Culture At Large

Rolling Jubilee as a model of God’s grace

Bethany Keeley-Jonker

The Occupy movement is kicking off a new campaign this month they are calling Rolling Jubilee (the name, presumably, taken from the idea in Leviticus). The basic idea, summarized in their material, works this way: they raise money and use it to buy up “distressed debt” on the secondary financial market, at pennies on the dollar, and then forgive it. They estimate that for their goal amount, $50,000, they can forgive $1 million in debts.

I am really excited about the potential of this idea to reflect God’s economy. First, the very name is drawn from the debt forgiveness mandated by God himself in the Pentateuch. Jesus also used the cancellation of debt as a parable for his forgiveness of our sins.

I also like it because the way these debts are bundled, the forgiveness is indiscriminate and random. Commentator Matt Yglesias wrote in Slate that this is a source of skepticism: “Given two struggling families, one of which is indebted and one of which isn't, it's not clear why you'd think that the family that's borrowed heavily in the past is more worthy of assistance.” But from my perspective, this is another way it reflects the awesome unfairness of God’s grace. God offers it to all of us, no matter how bad our track record, no matter how likely we are to do bad things again, no matter how “worthy” we’ve been.

Rolling Jubilee reveals the amazing, unfair truth about grace: it’s offered freely to everyone, and it’s not deserved by anyone. It is always unfair, in your favor.

So some of the debts bought up by this movement might have been incurred through irresponsible choices: buying a house that was way too big, running up credit-card debt on unsavory activities or just too many toys. It might also be for more sympathetic reasons: someone who was deceived into taking on an unfavorable student loan, medical debt, debts from a long period of unemployment. The way the system is made up (as I understand it), you can’t just buy sympathetic debt, or even one person’s particular debt, you have to buy a whole bundle.

Rolling Jubilee, like many of Jesus’ parables, reveals the amazing, unfair truth about grace: it’s offered freely to everyone, and it’s not deserved by anyone. It is always unfair, in your favor.

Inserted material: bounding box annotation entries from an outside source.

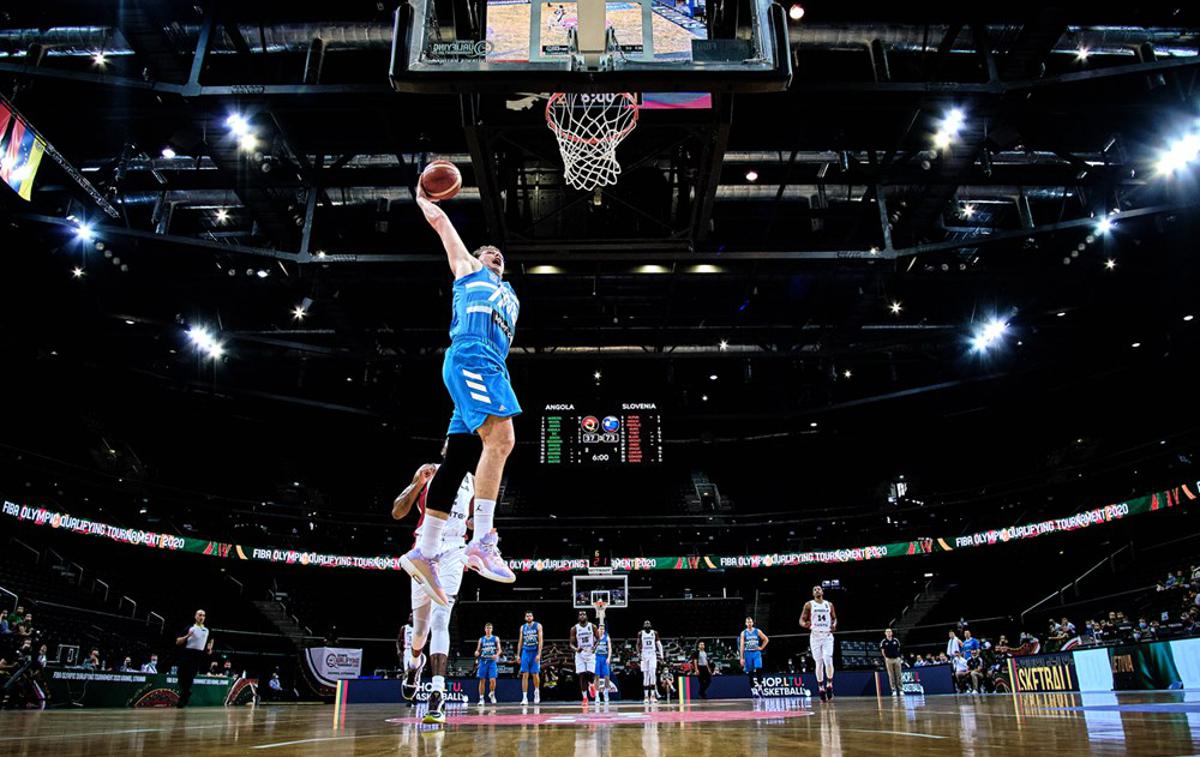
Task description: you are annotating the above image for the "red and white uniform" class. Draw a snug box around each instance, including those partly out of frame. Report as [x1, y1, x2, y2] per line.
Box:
[412, 473, 475, 609]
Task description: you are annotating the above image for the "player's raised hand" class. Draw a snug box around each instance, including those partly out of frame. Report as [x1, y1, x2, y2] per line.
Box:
[416, 181, 446, 226]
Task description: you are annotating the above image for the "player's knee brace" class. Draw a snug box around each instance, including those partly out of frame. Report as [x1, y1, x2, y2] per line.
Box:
[425, 434, 484, 512]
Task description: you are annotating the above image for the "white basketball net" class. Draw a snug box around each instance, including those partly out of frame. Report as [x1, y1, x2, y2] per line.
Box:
[546, 92, 637, 191]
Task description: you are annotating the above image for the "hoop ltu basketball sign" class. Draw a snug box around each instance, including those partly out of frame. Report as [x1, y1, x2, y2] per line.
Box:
[546, 92, 637, 191]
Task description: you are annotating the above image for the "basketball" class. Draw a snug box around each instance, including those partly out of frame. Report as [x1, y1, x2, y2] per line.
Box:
[421, 161, 462, 202]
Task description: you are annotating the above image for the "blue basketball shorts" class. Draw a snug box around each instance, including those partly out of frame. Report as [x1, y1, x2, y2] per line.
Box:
[521, 649, 541, 675]
[479, 660, 498, 680]
[745, 651, 762, 673]
[442, 340, 521, 434]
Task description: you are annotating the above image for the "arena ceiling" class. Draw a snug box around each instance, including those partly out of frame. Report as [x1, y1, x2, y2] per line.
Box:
[0, 0, 1200, 520]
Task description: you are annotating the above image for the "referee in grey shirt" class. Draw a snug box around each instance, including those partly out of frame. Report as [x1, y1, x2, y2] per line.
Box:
[880, 629, 902, 697]
[175, 609, 212, 707]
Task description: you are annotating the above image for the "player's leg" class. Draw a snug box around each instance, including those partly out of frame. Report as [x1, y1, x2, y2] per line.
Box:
[467, 417, 516, 583]
[401, 592, 432, 703]
[821, 636, 833, 699]
[400, 429, 481, 607]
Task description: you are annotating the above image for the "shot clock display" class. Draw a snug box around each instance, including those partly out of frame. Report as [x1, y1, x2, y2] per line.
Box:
[539, 402, 662, 465]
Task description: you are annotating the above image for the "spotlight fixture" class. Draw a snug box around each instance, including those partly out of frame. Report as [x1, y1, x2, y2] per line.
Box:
[1156, 132, 1200, 176]
[971, 318, 1008, 353]
[187, 326, 224, 360]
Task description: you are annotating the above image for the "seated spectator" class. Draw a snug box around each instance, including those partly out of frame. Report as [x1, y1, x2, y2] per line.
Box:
[946, 631, 962, 657]
[967, 649, 986, 693]
[954, 651, 971, 691]
[960, 630, 980, 656]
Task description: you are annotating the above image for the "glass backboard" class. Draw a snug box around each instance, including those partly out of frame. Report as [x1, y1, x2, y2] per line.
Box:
[391, 0, 791, 92]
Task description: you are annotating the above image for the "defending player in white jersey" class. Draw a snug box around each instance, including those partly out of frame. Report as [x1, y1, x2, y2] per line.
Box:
[391, 453, 475, 723]
[637, 620, 662, 704]
[800, 587, 838, 702]
[571, 609, 596, 705]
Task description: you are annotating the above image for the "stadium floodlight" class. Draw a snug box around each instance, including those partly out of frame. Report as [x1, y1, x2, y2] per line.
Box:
[187, 326, 224, 360]
[1157, 133, 1200, 176]
[226, 113, 250, 137]
[971, 318, 1008, 353]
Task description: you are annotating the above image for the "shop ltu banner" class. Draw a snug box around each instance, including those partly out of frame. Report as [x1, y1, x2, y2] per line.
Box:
[4, 483, 1198, 572]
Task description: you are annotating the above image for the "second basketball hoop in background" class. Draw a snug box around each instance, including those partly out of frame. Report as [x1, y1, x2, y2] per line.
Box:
[421, 161, 462, 202]
[546, 92, 637, 191]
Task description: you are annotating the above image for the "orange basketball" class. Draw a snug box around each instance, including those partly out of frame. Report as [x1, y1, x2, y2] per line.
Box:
[421, 161, 462, 202]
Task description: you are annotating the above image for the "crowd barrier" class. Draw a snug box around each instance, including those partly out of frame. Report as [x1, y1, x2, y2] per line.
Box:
[42, 669, 257, 708]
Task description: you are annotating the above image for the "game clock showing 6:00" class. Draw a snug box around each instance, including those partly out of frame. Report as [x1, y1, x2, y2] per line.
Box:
[538, 402, 662, 465]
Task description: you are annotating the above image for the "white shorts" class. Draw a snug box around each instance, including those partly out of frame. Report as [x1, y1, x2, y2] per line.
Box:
[412, 545, 467, 609]
[809, 633, 833, 660]
[575, 651, 596, 673]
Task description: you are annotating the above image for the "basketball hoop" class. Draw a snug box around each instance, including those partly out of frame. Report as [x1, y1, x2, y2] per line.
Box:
[546, 92, 637, 191]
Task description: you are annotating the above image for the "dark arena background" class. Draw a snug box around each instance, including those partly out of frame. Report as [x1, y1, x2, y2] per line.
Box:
[0, 0, 1200, 757]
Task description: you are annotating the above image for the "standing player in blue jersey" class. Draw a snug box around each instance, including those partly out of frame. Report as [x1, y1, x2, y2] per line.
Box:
[400, 182, 521, 607]
[517, 611, 544, 704]
[475, 623, 500, 704]
[738, 618, 770, 695]
[595, 623, 612, 703]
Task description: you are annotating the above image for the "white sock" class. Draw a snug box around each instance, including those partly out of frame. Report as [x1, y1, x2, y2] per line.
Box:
[416, 515, 446, 558]
[470, 499, 496, 541]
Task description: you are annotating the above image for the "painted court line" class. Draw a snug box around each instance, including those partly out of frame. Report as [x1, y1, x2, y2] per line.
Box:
[842, 728, 949, 739]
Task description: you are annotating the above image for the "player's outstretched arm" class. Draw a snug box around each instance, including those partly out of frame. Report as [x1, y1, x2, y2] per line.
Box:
[416, 182, 484, 278]
[391, 464, 438, 521]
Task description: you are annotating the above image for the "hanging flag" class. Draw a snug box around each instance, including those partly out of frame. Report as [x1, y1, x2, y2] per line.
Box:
[0, 101, 46, 200]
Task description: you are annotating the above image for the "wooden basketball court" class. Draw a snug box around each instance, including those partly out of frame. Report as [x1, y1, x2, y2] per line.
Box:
[0, 692, 1200, 757]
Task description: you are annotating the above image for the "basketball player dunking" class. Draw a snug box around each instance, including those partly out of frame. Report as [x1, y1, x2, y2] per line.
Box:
[391, 453, 475, 723]
[595, 623, 612, 703]
[570, 609, 596, 707]
[800, 587, 838, 702]
[637, 620, 662, 704]
[738, 618, 770, 695]
[400, 182, 521, 607]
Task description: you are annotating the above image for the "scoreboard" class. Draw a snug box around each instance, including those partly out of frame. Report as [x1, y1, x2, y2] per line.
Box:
[538, 402, 662, 465]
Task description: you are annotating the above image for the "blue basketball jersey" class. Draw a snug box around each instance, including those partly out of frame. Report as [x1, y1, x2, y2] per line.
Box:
[521, 621, 540, 649]
[450, 268, 521, 358]
[479, 636, 496, 660]
[742, 629, 758, 651]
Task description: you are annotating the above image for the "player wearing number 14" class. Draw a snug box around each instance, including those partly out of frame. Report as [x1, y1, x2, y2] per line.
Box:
[400, 182, 521, 607]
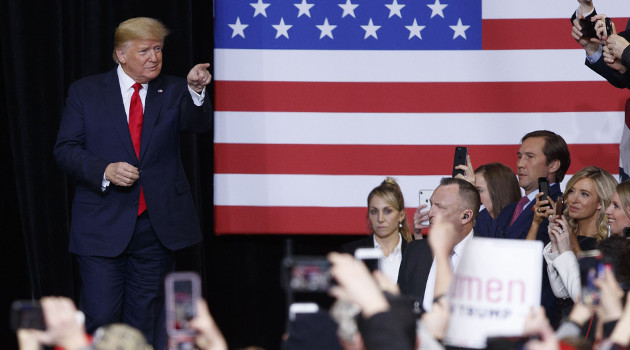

It also strikes me as a satisfying, poetic way to redeem the shadowy debt resale market that contributed to the economic crash in 2007. The very system that made some of this mess possible is being used as a vehicle to release individuals and families from the weight of debt, and to help us all move forward. This isn’t a long-term solution to our financial problems (maybe God’s permanent Jubilee is the only real way out), but as a metaphor and a concrete action, it seems like a beautiful step.